The next generation of encoder-decoder models

T5Gemma 2 is the next evolution of our encoder-decoder family based on Gemma 3, with the first multi-modal and long-context encoder-decoder models.

Unlike T5Gemma, T5Gemma uses 2 bound word embeddings (over encoder and decoder) and fused decoder self- and cross-attention to store model parameters. It offers compact pretrained models in sizes of 270M-270M (~370M total, excluding vision codes), 1B-1B (~1.7B) and 4B-4B (~7B) parameters, making them ideal for rapid experimentation and deployment in on-device applications.

Background

With the original T5Gemma, we demonstrated that we could successfully adapt modern, pre-trained decoder-only models to an encoder-decoder architecture, unlocking new versatility. By initializing with weights from a powerful decoder-only model and then applying continuous pretraining, we created high-quality, inference-efficient models while bypassing the computational cost of training from scratch.

T5Gemma 2 extends this to include vision language models by incorporating key innovations from Gemma 3.

What’s new

T5Gemma 2 is more than a rehab. It incorporates significant architectural changes while inheriting many of the powerful, next-generation features of the Gemma 3 family.

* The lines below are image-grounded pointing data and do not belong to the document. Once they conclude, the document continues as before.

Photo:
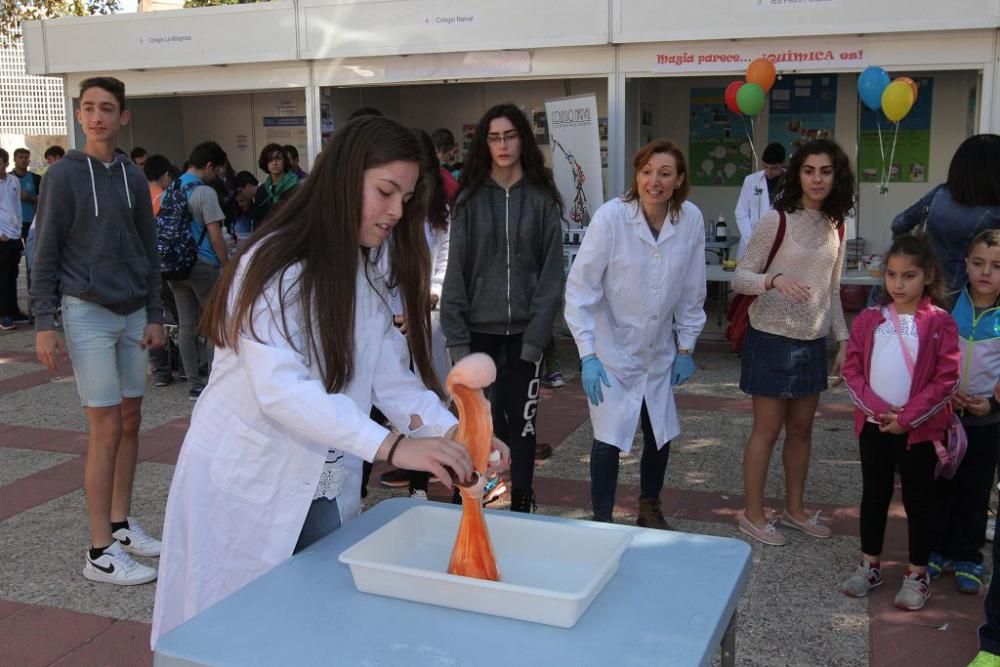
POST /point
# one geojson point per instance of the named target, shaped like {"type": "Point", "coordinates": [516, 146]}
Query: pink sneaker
{"type": "Point", "coordinates": [766, 533]}
{"type": "Point", "coordinates": [811, 526]}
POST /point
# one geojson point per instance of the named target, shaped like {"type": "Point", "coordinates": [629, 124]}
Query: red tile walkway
{"type": "Point", "coordinates": [38, 635]}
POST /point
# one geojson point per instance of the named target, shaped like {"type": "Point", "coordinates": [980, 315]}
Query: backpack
{"type": "Point", "coordinates": [177, 248]}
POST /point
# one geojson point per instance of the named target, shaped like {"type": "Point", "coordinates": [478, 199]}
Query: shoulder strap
{"type": "Point", "coordinates": [778, 238]}
{"type": "Point", "coordinates": [906, 351]}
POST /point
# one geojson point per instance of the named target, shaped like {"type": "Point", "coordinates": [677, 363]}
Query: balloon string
{"type": "Point", "coordinates": [749, 133]}
{"type": "Point", "coordinates": [881, 149]}
{"type": "Point", "coordinates": [892, 155]}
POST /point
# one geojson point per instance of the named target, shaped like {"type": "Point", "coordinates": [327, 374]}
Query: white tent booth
{"type": "Point", "coordinates": [670, 85]}
{"type": "Point", "coordinates": [290, 71]}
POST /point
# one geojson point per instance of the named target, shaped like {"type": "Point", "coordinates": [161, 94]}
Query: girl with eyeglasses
{"type": "Point", "coordinates": [504, 282]}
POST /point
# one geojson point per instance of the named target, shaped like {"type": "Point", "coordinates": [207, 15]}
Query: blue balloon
{"type": "Point", "coordinates": [871, 83]}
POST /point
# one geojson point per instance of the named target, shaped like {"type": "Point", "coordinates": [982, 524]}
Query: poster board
{"type": "Point", "coordinates": [576, 157]}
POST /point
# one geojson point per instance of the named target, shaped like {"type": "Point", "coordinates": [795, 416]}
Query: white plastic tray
{"type": "Point", "coordinates": [550, 573]}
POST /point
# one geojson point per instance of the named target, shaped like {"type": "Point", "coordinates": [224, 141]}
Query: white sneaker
{"type": "Point", "coordinates": [136, 541]}
{"type": "Point", "coordinates": [117, 567]}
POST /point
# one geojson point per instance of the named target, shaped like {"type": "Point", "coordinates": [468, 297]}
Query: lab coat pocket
{"type": "Point", "coordinates": [244, 464]}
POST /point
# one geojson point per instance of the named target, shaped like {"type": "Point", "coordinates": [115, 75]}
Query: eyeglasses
{"type": "Point", "coordinates": [506, 138]}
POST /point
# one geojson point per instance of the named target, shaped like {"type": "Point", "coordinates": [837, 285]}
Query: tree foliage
{"type": "Point", "coordinates": [13, 12]}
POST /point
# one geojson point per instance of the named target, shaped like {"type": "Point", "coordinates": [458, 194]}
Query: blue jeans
{"type": "Point", "coordinates": [105, 348]}
{"type": "Point", "coordinates": [323, 519]}
{"type": "Point", "coordinates": [604, 470]}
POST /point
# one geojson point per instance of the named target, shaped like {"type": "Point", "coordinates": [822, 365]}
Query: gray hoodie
{"type": "Point", "coordinates": [96, 239]}
{"type": "Point", "coordinates": [505, 268]}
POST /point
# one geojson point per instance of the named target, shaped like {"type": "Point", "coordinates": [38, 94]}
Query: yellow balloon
{"type": "Point", "coordinates": [897, 100]}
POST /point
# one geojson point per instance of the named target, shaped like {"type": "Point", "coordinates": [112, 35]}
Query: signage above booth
{"type": "Point", "coordinates": [348, 28]}
{"type": "Point", "coordinates": [832, 54]}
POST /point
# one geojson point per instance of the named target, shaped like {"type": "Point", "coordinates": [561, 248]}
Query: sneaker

Architectural innovations for efficiency

To maximize efficiency at smaller scales, we have introduced key structural improvements:

Bound embeddings: We now bind the embeddings between encoders and decoders. This significantly reduces the overall parameter count, allowing us to pack more active functions into the same memory footprint – essential for our new compact 270M-270M model.
Aggregate Attention: In the decoder, we use a fused attention mechanism that combines self- and cross-attention into a single, unified attention layer. This reduces model parameters and architectural complexity, improves model parallelization, and benefits inference.

Next generation capabilities

Drawing from the Gemma 3, the T5Gemma 2 also represents a significant upgrade in model capabilities:

Multimodality: T5Gemma 2 models can understand and process images along with text. By using a highly efficient vision encoder, the models can seamlessly perform visual question answering and multimodal reasoning tasks.
Extended long context: We’ve dramatically expanded the context window. By leveraging Gemma 3’s switching local and global attention mechanism, T5Gemma 2 can handle context windows of up to 128K tokens.
Massively multilingual: Trained on a larger, more diverse dataset, these models now support over 140 languages out of the box.

Performance

The T5Gemma 2 sets a new standard for what compact encoder-decoder models can achieve. Our new models demonstrate strong performance across key functional areas and inherit the powerful multi-modal and long-context capabilities of the Gemma 3 architecture.